The northernmost island of the Hebridean chain,
Lewis is both the largest and most populous of
the Western Isles. The gaelic name for 
Lewis is Leodhas which means marshy.
Although the mountain of Mealisval rises to
some 600 metres,Lewis is a fairly flat island
with many spectacular sandy beaches, a rugged
coastline and a landscape that is worth
investigating.
The underlying rock of Lewis is thought to be 2,900 million years old - half as old as the earth.Famous tourist attraction, the Callanish Standing Stones date back 4,000 years - older even than Stonehenge.
The Western Isles have a population of approximately 
23,000 and has the most univerity-educated people per
capita of anywhere in the British Isles. 

Gaelic is spoken as a second language throughout the island

Comman Eachraidh an Taobh Siar (West Side Historical Society) covers the area between
Arnol and Dail Beag (Dalbeg in Gaelic) on the west side of the island.There are many local
tourist attractions, some of which are listed below:          
Arnol Black House            
This is one of the old croft dwellings which has been preserved by Historic Scotland.Inside 
its double stone walls, filled with earth for insulation, lived both the family and their animals.
Admission charge. Open Monday - Saturday. 
Whalebone Arch ( click link to view article )
Formed by the jawbone of an 85-foot long blue whale that came ashore in 1920 with the
harpoon still attached. Visible from the road. 
South Bragar Dun            
After you have passed the Whalebone Arch in Bragar, continue south along the road.

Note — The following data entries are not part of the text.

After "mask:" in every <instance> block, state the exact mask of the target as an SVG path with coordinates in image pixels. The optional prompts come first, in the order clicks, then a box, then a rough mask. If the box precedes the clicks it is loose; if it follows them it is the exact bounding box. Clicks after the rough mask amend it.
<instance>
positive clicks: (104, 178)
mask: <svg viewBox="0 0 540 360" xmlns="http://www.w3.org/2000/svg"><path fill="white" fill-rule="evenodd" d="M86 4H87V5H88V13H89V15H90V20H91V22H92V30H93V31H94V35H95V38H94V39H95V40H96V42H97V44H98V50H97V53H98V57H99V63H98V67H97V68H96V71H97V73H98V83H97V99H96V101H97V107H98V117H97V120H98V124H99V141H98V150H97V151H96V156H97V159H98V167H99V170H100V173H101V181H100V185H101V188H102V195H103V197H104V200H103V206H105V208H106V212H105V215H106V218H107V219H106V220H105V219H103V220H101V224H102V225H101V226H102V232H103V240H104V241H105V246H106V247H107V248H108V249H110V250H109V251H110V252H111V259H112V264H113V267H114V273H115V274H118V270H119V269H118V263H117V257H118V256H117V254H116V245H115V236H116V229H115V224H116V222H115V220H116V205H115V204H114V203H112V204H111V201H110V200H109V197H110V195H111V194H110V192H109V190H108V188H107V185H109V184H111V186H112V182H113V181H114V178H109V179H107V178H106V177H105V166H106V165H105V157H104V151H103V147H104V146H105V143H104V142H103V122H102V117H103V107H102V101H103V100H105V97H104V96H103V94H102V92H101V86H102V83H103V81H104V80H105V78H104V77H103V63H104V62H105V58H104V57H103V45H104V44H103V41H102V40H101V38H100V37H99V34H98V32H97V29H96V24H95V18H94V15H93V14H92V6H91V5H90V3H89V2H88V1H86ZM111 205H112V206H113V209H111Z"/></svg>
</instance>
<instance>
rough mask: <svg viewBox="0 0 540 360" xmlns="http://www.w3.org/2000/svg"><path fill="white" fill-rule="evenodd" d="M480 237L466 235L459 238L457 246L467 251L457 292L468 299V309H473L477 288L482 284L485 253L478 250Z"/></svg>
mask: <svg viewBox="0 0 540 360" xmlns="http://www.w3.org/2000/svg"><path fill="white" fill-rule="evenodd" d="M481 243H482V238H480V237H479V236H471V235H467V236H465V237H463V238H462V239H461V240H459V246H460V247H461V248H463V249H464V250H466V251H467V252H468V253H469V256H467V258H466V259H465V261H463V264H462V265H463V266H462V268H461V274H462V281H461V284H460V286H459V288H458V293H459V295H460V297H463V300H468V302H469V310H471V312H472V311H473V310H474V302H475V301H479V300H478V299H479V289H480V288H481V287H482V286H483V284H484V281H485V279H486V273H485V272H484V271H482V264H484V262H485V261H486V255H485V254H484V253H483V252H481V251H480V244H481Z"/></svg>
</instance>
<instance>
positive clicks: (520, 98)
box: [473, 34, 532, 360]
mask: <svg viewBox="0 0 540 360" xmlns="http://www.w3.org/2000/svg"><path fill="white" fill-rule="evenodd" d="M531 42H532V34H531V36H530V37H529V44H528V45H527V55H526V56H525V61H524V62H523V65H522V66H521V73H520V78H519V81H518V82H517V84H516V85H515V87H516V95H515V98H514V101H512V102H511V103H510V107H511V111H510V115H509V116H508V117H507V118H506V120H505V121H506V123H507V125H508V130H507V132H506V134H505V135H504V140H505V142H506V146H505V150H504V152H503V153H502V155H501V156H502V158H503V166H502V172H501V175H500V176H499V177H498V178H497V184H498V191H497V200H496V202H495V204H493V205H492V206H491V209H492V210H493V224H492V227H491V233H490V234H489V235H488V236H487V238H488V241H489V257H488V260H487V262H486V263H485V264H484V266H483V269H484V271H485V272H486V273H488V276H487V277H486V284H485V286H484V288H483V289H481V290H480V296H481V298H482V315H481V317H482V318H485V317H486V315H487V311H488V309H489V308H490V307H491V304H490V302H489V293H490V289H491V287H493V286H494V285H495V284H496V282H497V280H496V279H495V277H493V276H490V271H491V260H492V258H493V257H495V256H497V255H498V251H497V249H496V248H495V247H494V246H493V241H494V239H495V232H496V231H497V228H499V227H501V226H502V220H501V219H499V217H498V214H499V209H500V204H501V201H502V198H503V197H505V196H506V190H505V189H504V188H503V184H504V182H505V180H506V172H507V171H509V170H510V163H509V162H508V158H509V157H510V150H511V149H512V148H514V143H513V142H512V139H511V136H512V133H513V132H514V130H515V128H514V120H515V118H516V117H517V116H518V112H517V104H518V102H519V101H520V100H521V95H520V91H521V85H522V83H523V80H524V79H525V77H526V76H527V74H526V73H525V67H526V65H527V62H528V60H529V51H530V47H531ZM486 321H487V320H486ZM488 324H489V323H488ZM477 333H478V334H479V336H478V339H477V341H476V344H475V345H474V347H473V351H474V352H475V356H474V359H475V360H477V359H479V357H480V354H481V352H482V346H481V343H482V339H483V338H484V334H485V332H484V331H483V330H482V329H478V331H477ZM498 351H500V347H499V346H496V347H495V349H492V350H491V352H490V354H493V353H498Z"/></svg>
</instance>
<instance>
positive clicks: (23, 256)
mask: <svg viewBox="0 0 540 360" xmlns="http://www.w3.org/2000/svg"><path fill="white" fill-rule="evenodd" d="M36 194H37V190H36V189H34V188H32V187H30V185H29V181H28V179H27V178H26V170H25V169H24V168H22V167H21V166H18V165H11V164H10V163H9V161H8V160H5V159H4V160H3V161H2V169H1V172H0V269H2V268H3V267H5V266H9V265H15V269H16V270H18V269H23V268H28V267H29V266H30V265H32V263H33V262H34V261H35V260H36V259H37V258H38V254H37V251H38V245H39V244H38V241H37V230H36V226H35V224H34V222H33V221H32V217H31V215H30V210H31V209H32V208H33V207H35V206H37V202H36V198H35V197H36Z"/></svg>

Shortly you will see the dun in a loch 80 metres east of the road. It can be accessed on
foot by a causeway.
Shawbost Folk Museum            
Situated in an old church, it began as a school project in the 1970s and was never 
dismantled. It houses various artefacts from days gone by including farming tools, kitchen
implements, irons, a loom, even a crofter's bedroom and photos of a Norse watermill which
 was restored. No admission charge, but donations welcomed. 
Shawbost Norse Mill and Kiln 
These two small thatched buildings have been rebuilt to illustrate the process by which 
barley grain was processed into meal. After being dried in the kiln, the grain was put 
through the water-driven mill. This type of work went on in Lewis up until the 1940s.